Nunca devemos atribuir à mediunidade os males provenientes dos desequilíbrios inerentes às obsessões nas mais diversas formas que se apresentam. O maior argumento favorável a este ponto de vista é que não raro desaparecem as manifestações mediúnicas à medida que são resolvidos os problemas da obsessão. Afirmativas como “o problema é de mediunidade” ou “é necessário desenvolver a mediunidade” ou “só ficará bem se integrando num grupo mediúnico”, são totalmente inúteis e improcedentes.

A faculdade mediúnica precisa ser tratada como natural, inerente ao ser humano, e não como um dom especial do qual são possuidoras algumas poucas pessoas predestinadas. Assim também nosso relacionamento com os espíritos, tratando-os como companheiros que estão conosco no desenvolvimento de uma tarefa.
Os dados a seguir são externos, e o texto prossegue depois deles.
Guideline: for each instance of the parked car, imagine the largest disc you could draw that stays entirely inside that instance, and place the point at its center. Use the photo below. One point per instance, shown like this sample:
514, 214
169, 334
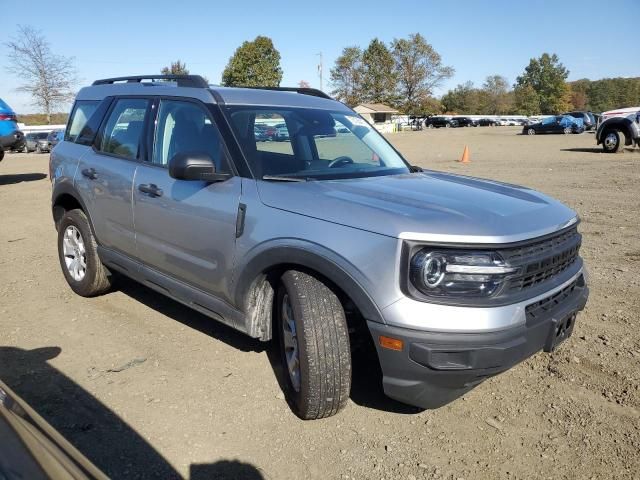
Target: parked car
36, 142
331, 244
559, 124
54, 138
11, 138
31, 448
587, 119
616, 131
463, 122
487, 122
438, 122
282, 132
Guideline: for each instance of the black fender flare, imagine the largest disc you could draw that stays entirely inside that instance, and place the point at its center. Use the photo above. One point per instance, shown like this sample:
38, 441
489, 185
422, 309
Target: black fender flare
310, 256
63, 188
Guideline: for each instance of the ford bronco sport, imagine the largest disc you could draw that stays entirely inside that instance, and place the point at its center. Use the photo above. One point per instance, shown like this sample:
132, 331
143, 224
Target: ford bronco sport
313, 241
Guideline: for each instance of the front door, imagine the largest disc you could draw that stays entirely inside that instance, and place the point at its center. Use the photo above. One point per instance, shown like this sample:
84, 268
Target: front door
105, 175
186, 228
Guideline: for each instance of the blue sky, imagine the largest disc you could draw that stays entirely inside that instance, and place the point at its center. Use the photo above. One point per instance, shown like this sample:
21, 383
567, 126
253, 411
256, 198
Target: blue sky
114, 38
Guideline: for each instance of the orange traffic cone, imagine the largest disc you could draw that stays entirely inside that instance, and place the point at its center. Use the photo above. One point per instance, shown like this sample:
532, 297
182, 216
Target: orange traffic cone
465, 155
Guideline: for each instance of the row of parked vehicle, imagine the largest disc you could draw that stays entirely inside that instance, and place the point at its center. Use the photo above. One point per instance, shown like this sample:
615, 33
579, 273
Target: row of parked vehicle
575, 122
12, 139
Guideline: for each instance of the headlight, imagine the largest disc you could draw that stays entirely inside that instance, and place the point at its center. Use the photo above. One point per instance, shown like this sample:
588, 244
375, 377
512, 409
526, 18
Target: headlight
441, 273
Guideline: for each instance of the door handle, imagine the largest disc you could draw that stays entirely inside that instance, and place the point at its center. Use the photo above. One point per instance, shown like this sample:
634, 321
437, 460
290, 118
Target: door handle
90, 173
150, 189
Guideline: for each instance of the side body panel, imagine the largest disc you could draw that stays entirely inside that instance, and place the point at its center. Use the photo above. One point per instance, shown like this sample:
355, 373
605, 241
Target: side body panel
108, 198
189, 231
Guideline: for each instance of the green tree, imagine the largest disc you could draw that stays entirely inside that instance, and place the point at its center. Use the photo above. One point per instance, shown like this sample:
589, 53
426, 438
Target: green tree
176, 68
379, 78
419, 70
462, 99
346, 76
526, 100
495, 98
254, 64
547, 76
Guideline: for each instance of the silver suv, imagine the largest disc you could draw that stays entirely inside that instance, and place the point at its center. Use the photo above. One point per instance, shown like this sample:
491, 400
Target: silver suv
321, 241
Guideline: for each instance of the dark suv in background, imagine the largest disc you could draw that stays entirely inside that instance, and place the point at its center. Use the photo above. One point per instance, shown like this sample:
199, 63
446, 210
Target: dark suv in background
588, 119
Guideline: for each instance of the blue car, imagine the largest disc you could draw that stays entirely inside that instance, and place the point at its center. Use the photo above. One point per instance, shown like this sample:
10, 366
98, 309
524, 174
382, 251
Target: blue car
10, 137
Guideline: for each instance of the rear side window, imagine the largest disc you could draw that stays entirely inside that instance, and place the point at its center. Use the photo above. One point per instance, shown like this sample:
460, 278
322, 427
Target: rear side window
122, 132
80, 115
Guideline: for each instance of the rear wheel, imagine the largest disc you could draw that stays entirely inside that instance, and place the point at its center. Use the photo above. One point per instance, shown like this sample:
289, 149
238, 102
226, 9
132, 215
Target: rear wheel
611, 141
78, 254
314, 345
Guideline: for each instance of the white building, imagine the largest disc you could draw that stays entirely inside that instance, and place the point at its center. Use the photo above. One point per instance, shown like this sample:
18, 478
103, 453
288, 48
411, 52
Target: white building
378, 115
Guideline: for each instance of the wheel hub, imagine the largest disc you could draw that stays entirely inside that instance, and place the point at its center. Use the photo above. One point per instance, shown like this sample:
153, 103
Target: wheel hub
290, 341
611, 140
74, 253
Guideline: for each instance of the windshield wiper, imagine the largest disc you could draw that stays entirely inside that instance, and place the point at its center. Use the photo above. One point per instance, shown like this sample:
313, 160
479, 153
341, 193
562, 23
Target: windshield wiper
283, 178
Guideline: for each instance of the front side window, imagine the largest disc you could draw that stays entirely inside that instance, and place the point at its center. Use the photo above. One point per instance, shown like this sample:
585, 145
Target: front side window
80, 115
124, 127
185, 127
318, 144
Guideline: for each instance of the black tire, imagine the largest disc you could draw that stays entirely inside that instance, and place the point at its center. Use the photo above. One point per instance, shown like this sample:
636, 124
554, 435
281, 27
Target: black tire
611, 141
322, 341
97, 279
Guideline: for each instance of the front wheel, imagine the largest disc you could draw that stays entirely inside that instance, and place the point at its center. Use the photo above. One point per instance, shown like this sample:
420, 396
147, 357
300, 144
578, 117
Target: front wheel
611, 141
314, 345
78, 254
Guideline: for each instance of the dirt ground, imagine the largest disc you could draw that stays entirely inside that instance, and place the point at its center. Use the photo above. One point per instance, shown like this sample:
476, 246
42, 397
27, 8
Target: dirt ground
148, 388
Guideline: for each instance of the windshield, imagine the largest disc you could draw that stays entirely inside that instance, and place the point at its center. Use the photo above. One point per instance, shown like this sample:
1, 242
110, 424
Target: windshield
299, 143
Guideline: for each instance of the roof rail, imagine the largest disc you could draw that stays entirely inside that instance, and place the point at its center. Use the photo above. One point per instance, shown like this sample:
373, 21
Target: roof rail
182, 80
314, 92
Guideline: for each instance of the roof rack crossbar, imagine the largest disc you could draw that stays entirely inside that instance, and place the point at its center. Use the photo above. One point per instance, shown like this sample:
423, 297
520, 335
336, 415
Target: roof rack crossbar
301, 90
195, 81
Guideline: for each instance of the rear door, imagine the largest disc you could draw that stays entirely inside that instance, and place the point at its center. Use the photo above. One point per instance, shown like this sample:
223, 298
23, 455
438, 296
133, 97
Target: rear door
105, 174
186, 228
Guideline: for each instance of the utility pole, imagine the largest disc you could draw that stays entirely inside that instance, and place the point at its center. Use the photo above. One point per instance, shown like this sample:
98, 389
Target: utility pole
320, 69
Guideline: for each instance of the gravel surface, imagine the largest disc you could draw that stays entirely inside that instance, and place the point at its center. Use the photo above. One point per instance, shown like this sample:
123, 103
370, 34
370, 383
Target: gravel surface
148, 388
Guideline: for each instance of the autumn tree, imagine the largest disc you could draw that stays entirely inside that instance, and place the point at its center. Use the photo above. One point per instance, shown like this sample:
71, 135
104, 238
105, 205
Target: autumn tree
254, 64
379, 78
346, 76
419, 70
176, 68
462, 99
526, 99
47, 77
495, 98
547, 76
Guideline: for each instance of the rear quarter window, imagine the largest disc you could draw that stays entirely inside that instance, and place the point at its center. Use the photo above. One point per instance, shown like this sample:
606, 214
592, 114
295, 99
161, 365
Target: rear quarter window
80, 115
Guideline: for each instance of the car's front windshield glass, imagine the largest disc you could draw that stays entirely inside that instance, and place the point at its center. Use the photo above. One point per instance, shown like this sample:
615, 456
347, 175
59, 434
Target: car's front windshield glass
300, 143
Entendemos que é premente a necessidade de atualização do Espiritismo, sob pena de ficarmos presos no passado, desvinculados da realidade atual. As nossas reuniões mediúnicas precisam ser revistas.

Entretanto, qualquer coisa que desejemos atualizar precisamos conhecer profundamente. Com o Espiritismo não pode ser diferente e este trabalho precisa ser feito em conjunto com os desencarnados tal como Kardec procedeu na organização da Doutrina Espírita.

Não estamos aqui preconizando um retrocesso ao século XIX ou simplesmente uma volta às origens e começar tudo de novo. Kardec foi e é insubstituível na função que exerceu com esmero. Ao contrário, precisamos aprofundar nosso estudo do seu tempo, as correntes filosóficas e o conhecimento científico de sua época para melhor compreendermos o seu pensamento, formando um alicerce seguro na construção dos novos conhecimentos que afloram a todo instante na humanidade.
¹ O Livro dos Médiuns, 2ª Parte, Cap. XXXII

² O Livro dos Espíritos, Introdução, item IV.